Mais est-ce que vous êtes sur la même longueur d’onde que les partis d’opposition en ce qui concerne le cas ATT ? A ce jour, aucun d’eux n’a posé le problème du retour d’ATT. Si cela continuait, qu’est-ce que vous allez faire ? 

Je me suis donné un temps parce que je ne fais pas les choses dans la précipitation. Je suis à l’opposition et au premier rang. Mais si je continue de constater que l’opposition ignore l’absence d’ATT, que l’opposition n’est pas du même point de vue que moi, c’est-à-dire qu’ATT doit rentrer au bercail, alors que tout ce qui se passe autour d’ATT ne peut pas passer inaperçu, je dégagerai de la famille de cette opposition. Je ne vois pas ce qui peut empêcher ATT de rentrer au bercail. Il y a eu trois présidents avant lui et ceux d’entre eux, encore vivants, sont au Mali. Pourquoi ATT devrait être contraint de rester en exil ? Pour moi, c’est un exil qui ne dit pas son nom. Si je vois que seul le Pdes continue de lutter pour le retour d’ATT je me démarquerai de cette opposition. Je n’irai pas pour autant vers le parti au pouvoir, mais je resterai à l’opposition et dans une opposition constructive.

 

Concernant le cas ATT, une plainte a été déposée contre lui devant la Haute cour de justice qui garde un si long silence sans se prononcer officiellement. Pourtant, suite à des fuites, la presse a fait écho de conclusions des discussions des membres de cette Haute cour qui trouvent comme non fondées les accusations formulées contre ATT. Quelle est la position du Pdes vis-à-vis de cette situation ?

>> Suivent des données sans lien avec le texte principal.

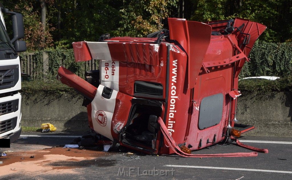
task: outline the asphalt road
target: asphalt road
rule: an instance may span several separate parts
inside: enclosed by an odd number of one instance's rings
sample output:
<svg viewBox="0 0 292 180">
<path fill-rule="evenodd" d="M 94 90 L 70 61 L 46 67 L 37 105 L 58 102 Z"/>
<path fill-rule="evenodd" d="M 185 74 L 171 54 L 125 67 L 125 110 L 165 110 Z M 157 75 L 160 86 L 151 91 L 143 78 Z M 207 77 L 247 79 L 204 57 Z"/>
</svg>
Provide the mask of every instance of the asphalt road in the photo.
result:
<svg viewBox="0 0 292 180">
<path fill-rule="evenodd" d="M 268 153 L 260 153 L 252 157 L 184 158 L 151 156 L 131 150 L 128 152 L 133 154 L 102 152 L 96 148 L 71 148 L 70 151 L 61 147 L 46 149 L 70 144 L 76 137 L 85 135 L 22 133 L 10 148 L 0 150 L 14 151 L 0 157 L 3 162 L 0 164 L 0 179 L 292 179 L 292 138 L 241 138 L 245 144 L 269 150 Z M 231 144 L 215 146 L 193 153 L 250 152 Z M 34 155 L 35 159 L 29 158 Z M 25 159 L 20 159 L 22 156 Z"/>
</svg>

Ma position par rapport à la situation d’ATT est très claire. A toutes les conférences que j’ai eu à faire et à tous les regroupements que j’ai eu à organiser, je ne parle que de ça. Au point que d’aucuns pensent que je n’ai pas d’autres mots pour rencontrer les populations. Mais je précise que ma priorité, en tant que président du Pdes, c’est le retour d’ATT. Il est vrai que nous avons plus de député à l’Assemblée nationale parce que nos députés ont rejoint d’autres formations politiques. L’élu malien est comme cela, si son parti n’est plus au pouvoir il cherche à regagner une autre formation politique et généralement celle qui est au pouvoir. Mais puisqu’il y a un groupe parlementaire censé représenter l’opposition à l’Assemblée nationale, j’attends de voir et je me suis donné un temps. Plus précisément le mois d’avril. Si je constate que mes pairs de l’opposition qui siègent à l’Assemblée nationale n’arrivent pas à tirer le dossier ATT pour qu’on en finisse, naturellement je n’ai pas de raison de rester avec cette opposition.

 

Mais en attendant la réaction de l’opposition, le Pdes mène-t-il des actions pour  permettre le retour d’ATT ?

Le Pdes pose toujours le problème. Même à l’occasion de la cérémonie de présentation des vœux de l’année 2015, j’ai envoyé une petite missive à Soumaïla, pour que les Maliens sachent que c’est cela le problème de l’opposition. Mais Soumaïla m’a dit que la missive est arrivée en retard et qu’il n’a pas eu le temps de l’insérer dans son discours. Je pense qu’il n’a même pas le droit de me parler ainsi, puisque je suis chef de parti comme lui. Et cela amène dans ma tête beaucoup de doutes et des soupçons. Mais je le répète, je me suis donné un temps de respect de mes pairs de l’opposition. Quand on est sur la même monture qui ne va pas dans la même direction que celle voulue, on finit par descendre.

 

Mais est-ce que vous avez posé le problème au pouvoir actuel, que ça soit au niveau de la Présidence de la République, de la Primature ou même au niveau de l’Assemblée nationale ?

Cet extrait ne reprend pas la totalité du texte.